Venice introducing fees, surveillance and pre-bookings to combat overtourism
Mayor Luigi Brugnaro says his aim is make tourism in the historic Italian city more sustainable
From a control room inside the police headquarters in Venice, Big Brother is watching you.
To combat tourist overcrowding, officials are tracking every person who sets foot in the historic Italian lagoon city.
Using 468 CCTV cameras, optical sensors and a mobile phone-tracing system, they can tell residents from visitors, Italians from foreigners, where people are coming from, where they are heading and how fast they are moving.
Every 15 minutes, authorities get a snapshot of how crowded the city is — along with how many gondolas are sliding on the Canal Grande, whether boats are speeding and if the waters rise to dangerous levels.
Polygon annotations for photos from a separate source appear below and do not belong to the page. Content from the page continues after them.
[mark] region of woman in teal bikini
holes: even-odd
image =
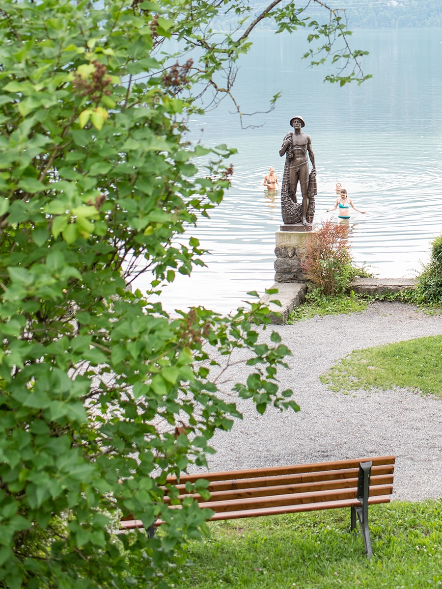
[[[329,213],[330,211],[334,211],[338,207],[339,207],[339,214],[338,215],[338,217],[340,219],[349,219],[350,218],[349,214],[350,207],[354,209],[358,213],[362,213],[362,214],[365,214],[367,212],[366,211],[359,211],[358,209],[356,208],[354,204],[353,204],[351,198],[347,198],[347,191],[345,188],[341,189],[341,195],[336,199],[334,207],[333,209],[329,209],[327,210],[327,213]]]

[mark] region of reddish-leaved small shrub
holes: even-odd
[[[348,237],[345,225],[326,221],[308,241],[302,270],[308,280],[325,295],[344,292],[352,277]]]

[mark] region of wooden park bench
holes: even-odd
[[[210,521],[278,514],[313,511],[342,507],[351,508],[351,530],[357,527],[357,517],[365,546],[372,552],[368,529],[368,505],[388,503],[393,489],[394,456],[358,460],[339,460],[297,464],[288,466],[182,475],[179,481],[169,477],[167,482],[177,485],[179,498],[189,497],[186,483],[199,479],[210,481],[210,498],[190,495],[201,507],[215,514]],[[179,506],[171,506],[176,508]],[[158,521],[148,530],[153,535]],[[130,515],[120,521],[122,529],[143,528],[143,522]]]

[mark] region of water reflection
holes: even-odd
[[[355,45],[371,51],[362,84],[324,84],[326,68],[305,69],[293,58],[305,37],[260,34],[245,56],[235,92],[243,111],[256,110],[283,88],[275,111],[259,129],[242,130],[229,107],[191,121],[195,138],[238,149],[232,187],[222,205],[190,230],[212,253],[207,267],[179,276],[161,300],[167,308],[202,304],[228,312],[273,282],[275,233],[282,223],[279,194],[263,190],[270,164],[281,183],[278,153],[290,117],[299,112],[312,137],[318,169],[315,220],[321,223],[341,183],[365,215],[352,211],[350,241],[357,262],[380,277],[412,276],[428,259],[431,240],[442,231],[442,31],[359,31]],[[271,62],[272,67],[268,67]],[[263,72],[266,85],[263,88]],[[305,84],[298,83],[302,75]],[[294,98],[295,99],[294,100]],[[224,109],[224,110],[223,110]],[[294,111],[296,111],[296,112]],[[143,279],[137,286],[143,287]]]

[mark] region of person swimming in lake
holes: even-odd
[[[278,178],[275,173],[275,168],[273,166],[269,170],[269,173],[264,178],[264,181],[262,184],[263,186],[266,186],[269,190],[274,190],[276,187],[276,184],[278,186],[279,186]]]
[[[362,213],[364,215],[367,212],[367,211],[359,211],[358,209],[356,208],[354,204],[353,204],[351,198],[347,197],[347,191],[345,188],[341,189],[341,193],[336,199],[336,203],[333,209],[327,209],[326,212],[329,213],[331,211],[334,211],[338,207],[339,207],[339,214],[338,215],[338,217],[340,219],[349,219],[350,218],[350,216],[348,214],[350,212],[350,207],[354,209],[358,213]]]

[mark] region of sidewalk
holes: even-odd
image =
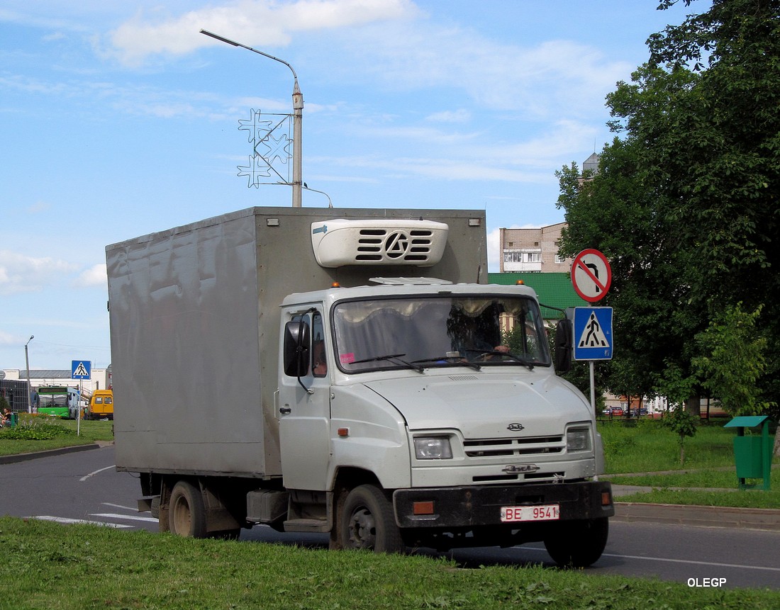
[[[780,510],[620,502],[622,495],[646,493],[652,490],[651,487],[613,485],[615,517],[612,520],[622,523],[670,524],[780,531]],[[739,492],[738,489],[712,491]]]

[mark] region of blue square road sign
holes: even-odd
[[[574,308],[574,359],[612,359],[612,308]]]

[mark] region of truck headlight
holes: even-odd
[[[590,450],[590,429],[575,428],[566,431],[566,453]]]
[[[420,436],[414,439],[418,460],[452,460],[452,448],[446,436]]]

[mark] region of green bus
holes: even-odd
[[[67,386],[42,386],[37,389],[38,413],[75,419],[79,414],[79,390]]]

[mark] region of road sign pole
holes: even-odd
[[[79,379],[79,400],[76,401],[76,435],[81,435],[81,393],[84,391],[84,380]]]

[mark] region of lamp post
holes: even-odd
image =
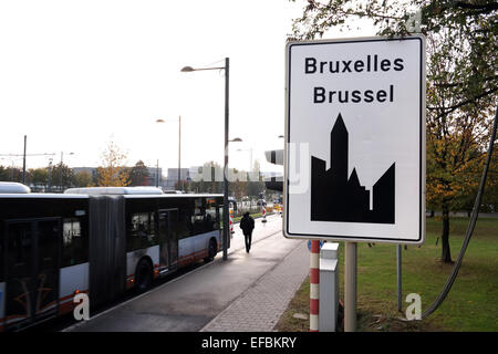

Now, a month after cruise ships were banned from the lagoon, city authorities are preparing to demand that tourists pre-book their visit on an app and charge day-trippers between three and 10 euros to enter, depending on the time of the year.
New rules a hard sell, mayor admits
Airport-like turnstiles are being tested to control the flow of people and, should the numbers become overwhelming, stop new visitors from getting in.
Venice Mayor Luigi Brugnaro says his aim is to make tourism more sustainable in a city visited by 25 million people a year. But he acknowledges the new rules are likely to be a hard sell.
"I expect protests, lawsuits, everything … but I have a duty to make this city liveable for those who inhabit it and also for those who want to visit," he told foreign reporters on Sunday.
Potential visitors are skeptical.
"It brings the wrong tone in me when I hear that I have to pay entrance just to see the buildings in the streets of the city because who decides who can go in?" said Marc Schieber, a German national in town for the Venice Film Festival.
"I think it is probably a new way to generate money."
Brugnaro said authorities have yet to decide how many people are too many, and when the new rules would kick in, though they are expected to come into force sometime between next summer and 2023.
Pandemic paused tourism
The scheme, first considered in 2019, was postponed because of COVID-19.
During last year's lockdown, Venetians marvelled at their city's narrow alleys for once not crowded by throngs of tourists, the lagoon waters made pristine by the absence of motorboats.
But as visitors returned to pack St Mark's Square this summer, officials say Venice cannot afford to let the numbers go unchecked if it wants to survive.
Some 193,000 people squeezed into the historic centre in a single day during the 2019 Carnival, before the pandemic struck. On Aug. 4 this year, the city counted 148,000, with the difference explained by the fact many U.S. and Asian travellers have still not returned to Europe.
"There is a physical limitation on the number of people that can be in the city at the same time," said Marco Bettini, director general of Venis, the IT company that built the monitoring system in partnership with phone operator TIM.
"We don't want to leave anyone behind or stop people from coming to Venice. We want people to book in advance, tell us where they want to go, what they want to visit, in order to provide a better quality of service."
'Conditions attached'
Residents, students and commuters will be exempt from the tourist tax. So will those spending at least one night in a Venice hotel, given they will have already paid the overnight tariff of up to five euros a day levied by the city.
Brugnaro brushed aside concerns about privacy, saying the data collected was anonymous. But his message was clear: by controlling the number of tourists that come to Venice, he also wants travellers to behave.
"There'll be conditions attached to obtain priority bookings and discounts," he said. "You can't come in your swimming suit. You can't jump from a bridge or get drunk. Whoever comes must respect the city."
In Venice, where the number of residents has shrunk to just 55,000, from about 175,000 in the 1950s, Brugnaro's plan is the subject of heated debate, with some worrying it will deter less well-heeled tourists and turn the city into a theme park.
Others, such as 50-year-old Stefano Verratti who sells Murano glass near the train station, backed the idea of discouraging day-trippers.
"I have been here for 30 years, and it used to be very different. Before, Venice was really romantic," he said.
"Now it's just people rushing to buy a kebab, take a quick selfie on the Rialto bridge, and then rushing to take a train. I don't know if they really enjoy it."